In the run-up to Lai’s election victory in January, Beijing repeatedly denounced him as a supporter of Taiwan’s formal independence, framing the vote as a choice between war and peace.
China says any move by Taiwan to declare formal independence would be grounds to attack the island. The government in Taipei says Taiwan is already an independent country, the Republic of China, and that it does not plan to change that. The Republican government fled to Taiwan in 1949 after losing a civil war with Mao Zedong’s communists.
Lai, 64, widely known by his English name William, has offered talks with China many times, including this week, which Beijing has rebuffed. He says only Taiwan’s people can decide their future.
Beijing will be closely watching the inaugural speech by Lai, a doctor by training and son of a coal miner, at the Japanese-colonial era presidential office in central Taipei.
Puma Shen, a lawmaker for Lai’s Democratic Progressive Party (DPP) who sits on parliament’s foreign affairs and defence committee, says Lai wants to show Taiwan is not a “troublemaker” and is looking for peace.
“But no matter what he says during the inauguration, China will always disagree,” Shen said.
China’s Taiwan Affairs Office, asked on Wednesday about Lai’s speech and how China would respond, said the “Taiwan region’s new leader” had to make a clear choice between peaceful development or confrontation.
“Taiwan independence is incompatible with peace in the Taiwan Strait,” spokesperson Chen Binhua told reporters.
Since Lai’s win, China has maintained pressure on Taiwan but has avoiding mentioning Lai by name, unlike in the run-up to the vote, when it called him and his running mate Hsiao Bi-khim, formerly Taiwan’s de facto ambassador to Washington, an “independence double act”.
In the days leading up to Lai’s inauguration, China has escalated its daily military activities, including staging mock attacks on foreign vessels near Taiwan, sources say.
“They are trying to pressure the new Lai government, wanting him to make concessions under military pressure,” a senior Taiwan security official, who requested anonymity given the sensitivity of the matter, told Reuters.
Taiwan is expecting high-level foreign delegations for the inauguration, including former U.S. officials sent by President Joe Biden, in a show of international support from other democracies.
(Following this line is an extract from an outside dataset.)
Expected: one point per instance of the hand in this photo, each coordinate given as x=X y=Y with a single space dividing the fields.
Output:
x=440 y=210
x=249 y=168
Although it is Taiwan’s most important arms supplier and international backer, Washington transferred diplomatic recognition to Beijing from Taipei in 1979. Only 12 countries now formally recognise Taiwan diplomatically, mostly poorer developing nations like Guatemala, Haiti, Palau and Eswatini.
FRACTIOUS PARLIAMENT
Domestically, Lai also faces problems after the DPP lost its parliamentary majority in the election that brought him to power.
Taiwan’s largest opposition party, the Kuomintang (KMT) – several of whose senior members have visited China this year – has more legislative seats than the DPP but not a majority. The small Taiwan People’s Party, which has no love for the DPP, holds the remaining seats.
DPP caucus whip Ker Chien-ming said last week the KMT was abusing its position to try to force through legislation without consultation. The KMT says it strictly follows the correct procedures, and that the DPP complaints are sour grapes.
Lai has pledged to keep boosting Taiwan’s defence modernisation with big-ticket items like submarines, but those spending plans could be more challenging to pass given the DPP’s lack of a majority.
Chen Yi-fan, an assistant professor of diplomacy and international relations at Taiwan’s Tamkang University who advised the KMT’s presidential campaign, said Lai will have to learn how to compromise but the KMT must also behave responsibly, especially on issues like defence spending.
“If the KMT wants to win back executive power in the next four years, I think they have to block the budget reasonably – they can’t just blindly block all the budgets,” he said.
KMT Chairman Eric Chu this week called on the DPP to give proper consideration to things it was proposing, like reforms to give lawmakers the ability to question the president in parliament.
“The DPP should be open-minded and not merely boycott anything the opposition proposes,” Chu said.